In August, Google AI researchers working with the ALS Therapy Development Institute shared details about Project Euphonia, a speech-to-text transcription service for people with speaking impairments. They showed that, using data sets of audio from both native and non-native English speakers with neurodegenerative diseases and techniques from Parrotron, an AI tool for people with impediments, they could drastically improve the quality of speech synthesis and generation.
Recently, in something of a case study, Google researchers and a team from Alphabet’s DeepMind employed Euphonia in an effort to recreate the original voice of Tim Shaw, a former NFL football linebacker who played for the Carolina Panthers, Jacksonville Jaguars, Chicago Bears, and Tennessee Titans before retiring in 2013. Roughly six years ago, Shaw was diagnosed with ALS, which requires him to use a wheelchair and left him unable to speak, swallow, or breathe without assistance.
Over the course of six months, the joint research team adapted a generative AI model — WaveNet — to the task of synthesizing speech from samples of Shaw’s voice prior to his ALS diagnoses.
WaveNet mimics things like stress and intonation, referred to in linguistics as prosody, by identifying tonal patterns in speech. It produces much more convincing voice snippets than previous speech generation models — Google says it has already closed the quality gap with human speech by 70% based on mean opinion score — and it’s also more efficient. Running on Google’s tensor processing units (TPUs), custom chips packed with circuits optimized for AI model training, a one-second voice sample takes just 50 milliseconds to create.

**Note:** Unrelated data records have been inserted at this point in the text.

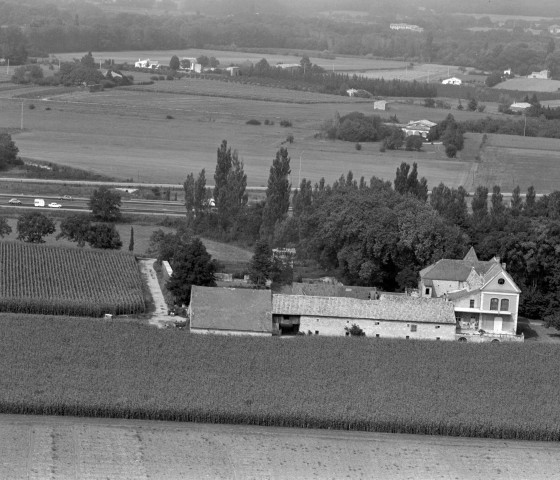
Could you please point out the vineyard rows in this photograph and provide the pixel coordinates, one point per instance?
(64, 281)
(98, 368)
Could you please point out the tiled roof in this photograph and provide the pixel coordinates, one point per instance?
(388, 307)
(238, 309)
(328, 290)
(462, 294)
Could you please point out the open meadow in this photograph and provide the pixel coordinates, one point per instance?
(127, 134)
(161, 132)
(510, 160)
(102, 368)
(529, 84)
(226, 58)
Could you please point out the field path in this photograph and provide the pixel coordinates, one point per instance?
(160, 317)
(92, 448)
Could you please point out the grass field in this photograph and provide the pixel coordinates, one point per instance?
(530, 84)
(98, 368)
(509, 160)
(340, 63)
(126, 134)
(47, 280)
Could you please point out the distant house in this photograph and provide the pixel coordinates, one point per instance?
(154, 65)
(380, 105)
(190, 64)
(543, 74)
(485, 297)
(233, 71)
(520, 106)
(390, 316)
(406, 26)
(288, 66)
(230, 311)
(419, 127)
(452, 81)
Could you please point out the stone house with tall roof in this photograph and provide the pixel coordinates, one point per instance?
(485, 297)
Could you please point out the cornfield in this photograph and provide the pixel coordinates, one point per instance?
(64, 281)
(97, 368)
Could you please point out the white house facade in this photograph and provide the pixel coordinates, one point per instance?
(484, 296)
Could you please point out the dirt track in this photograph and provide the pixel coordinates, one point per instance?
(81, 448)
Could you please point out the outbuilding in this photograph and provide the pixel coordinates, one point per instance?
(231, 311)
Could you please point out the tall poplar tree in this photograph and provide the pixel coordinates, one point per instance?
(277, 192)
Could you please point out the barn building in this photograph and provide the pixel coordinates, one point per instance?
(231, 311)
(390, 316)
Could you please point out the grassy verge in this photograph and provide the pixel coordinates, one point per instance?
(98, 368)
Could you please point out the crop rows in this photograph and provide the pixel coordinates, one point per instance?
(65, 281)
(70, 366)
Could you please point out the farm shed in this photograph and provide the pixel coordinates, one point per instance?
(419, 127)
(231, 311)
(380, 105)
(452, 81)
(391, 316)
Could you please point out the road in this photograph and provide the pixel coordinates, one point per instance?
(97, 448)
(79, 204)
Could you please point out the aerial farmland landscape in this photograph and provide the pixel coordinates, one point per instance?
(279, 239)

In production, WaveNet has been used to generate custom voices for Google’s conversational platform Google Assistant, most recently nine new voices with unique cadences in English in the U.K. or India, as well as French, German, Japanese, Dutch, Norwegian, Korean, or Italian. It’s also been used to produce dozens of new voices and voice variants — 38 in August alone, and 31 in February — for Google’s Cloud Text-to-Speech service in Google Cloud Platform.

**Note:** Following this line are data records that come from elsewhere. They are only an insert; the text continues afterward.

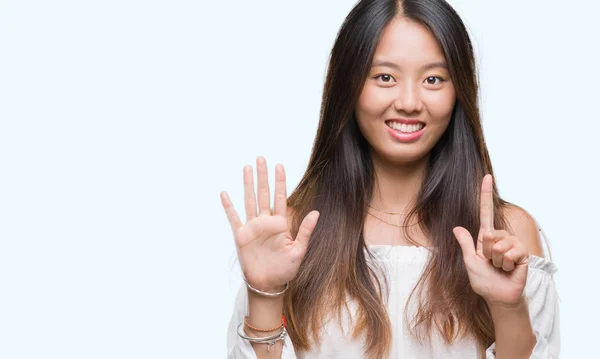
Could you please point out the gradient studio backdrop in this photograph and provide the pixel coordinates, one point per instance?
(121, 121)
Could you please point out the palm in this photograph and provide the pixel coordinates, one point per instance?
(269, 256)
(497, 268)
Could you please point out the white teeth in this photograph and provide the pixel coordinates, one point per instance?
(404, 127)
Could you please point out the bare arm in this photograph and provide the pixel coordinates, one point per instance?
(514, 334)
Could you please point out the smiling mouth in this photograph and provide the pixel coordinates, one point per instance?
(404, 128)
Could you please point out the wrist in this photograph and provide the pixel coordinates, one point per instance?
(521, 305)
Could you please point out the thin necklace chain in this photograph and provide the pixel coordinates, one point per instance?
(393, 224)
(393, 213)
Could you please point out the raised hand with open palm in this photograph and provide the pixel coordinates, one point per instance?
(269, 256)
(498, 266)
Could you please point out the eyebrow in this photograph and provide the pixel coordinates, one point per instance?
(429, 66)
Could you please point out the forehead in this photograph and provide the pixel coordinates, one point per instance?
(408, 44)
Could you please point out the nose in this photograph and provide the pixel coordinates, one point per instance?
(408, 99)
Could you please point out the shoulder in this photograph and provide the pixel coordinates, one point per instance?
(523, 226)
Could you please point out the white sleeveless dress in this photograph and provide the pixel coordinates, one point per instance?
(404, 265)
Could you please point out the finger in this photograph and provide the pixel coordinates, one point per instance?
(306, 228)
(498, 251)
(249, 195)
(280, 191)
(489, 239)
(487, 203)
(508, 263)
(264, 200)
(465, 240)
(232, 216)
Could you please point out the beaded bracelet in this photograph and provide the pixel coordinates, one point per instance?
(270, 340)
(283, 322)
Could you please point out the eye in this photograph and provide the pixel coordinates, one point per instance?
(434, 78)
(385, 77)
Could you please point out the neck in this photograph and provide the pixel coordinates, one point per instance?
(397, 184)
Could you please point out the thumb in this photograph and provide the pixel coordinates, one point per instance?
(465, 240)
(307, 227)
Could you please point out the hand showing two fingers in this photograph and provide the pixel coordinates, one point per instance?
(498, 266)
(269, 256)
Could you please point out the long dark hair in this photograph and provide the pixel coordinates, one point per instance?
(339, 183)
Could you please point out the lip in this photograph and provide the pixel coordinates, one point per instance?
(405, 121)
(405, 137)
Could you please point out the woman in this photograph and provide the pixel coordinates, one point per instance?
(395, 244)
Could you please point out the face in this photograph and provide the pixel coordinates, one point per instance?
(408, 97)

Fine-tuning proved to be the key to achieving high-quality synthesis from a minimal amount of training data. To recreate Shaw’s voice, Google and the DeepMind team adopted an approach proposed in a research paper published last year (“Sample Efficient Adaptive Text-to-Speech”), which involves pretraining a large WaveNet model on up to thousands of speakers over a few days until it can produce the basics of natural-sounding speech. At this point, the model is fed a small corpus of data from the target speaker, such that its generated speech takes on the characteristics of that speaker.
Architectural tweaks improved the process’ overall efficiency. The team migrated from WaveNet to WaveRNN, a compacter model that makes it possible to generate 24kHz 16-bit audio (up to 16 samples per step) four times faster than real time on a graphics card, and to sample high-fidelity audio on a mobile system-on-chip in real time. Separately, DeepMind in collaboration with Google applied a fine-tuning technique to Tacotron 2, a text-to-speech system that builds voice synthesis models based on spectrograms, or visual representations of the spectrum of frequencies of an audio signal as it varies with time. This improved the quality of Tacotron 2’s output, the team says, while cutting down on the amount of required training data.
“While the voice is not yet perfect — lacking the expressiveness, quirks, and controllability of a real voice — we’re excited that the combination of WaveRNN and Tacotron may help people like Tim preserve an important part of their identity, and we would like to one day integrate it into speech generation devices,” wrote Google and DeepMind in a blog post. “At this stage, it’s too early to know where our research will take us, but we are looking at ways to combine the Euphonia speech recognition systems with the speech synthesis technology so that people like Tim can more easily communicate.”
A demonstration of the AI-generated voice will feature in the The Age of A.I., a new YouTube Originals miniseries about emerging technologies hosted by Robert Downey Jr. In one of the first episodes, Tim and his family hear his old voice for the first time in years, as the model – trained on about 30 minutes of Tim’s NFL audio recordings – read out the letter he’d recently written to his younger self.
“Our text-to-speech system, WaveNet, was introduced in 2016 as a prototype addressing one of the core challenges in AI research,” said DeepMind vice president of research Koray Kavukcuoglu in a statement. “It’s been amazing to see its real-world utility evolve over time: first generating the voices for Google Assistant, and now its potential to help people with ALS, like Tim Shaw, to recreate and hear their original speaking voice. This project is an early proof of concept, but I look forward to seeing where the research goes next.”
This latest project follows the on the heels of accessibility efforts announced at Google’s I/O 2019 developer conference, including Project Euphonia. Another — Live Relay — is designed to assist deaf users, while Project Diva aims to give people with various disabilities some independence and autonomy via Google Assistant.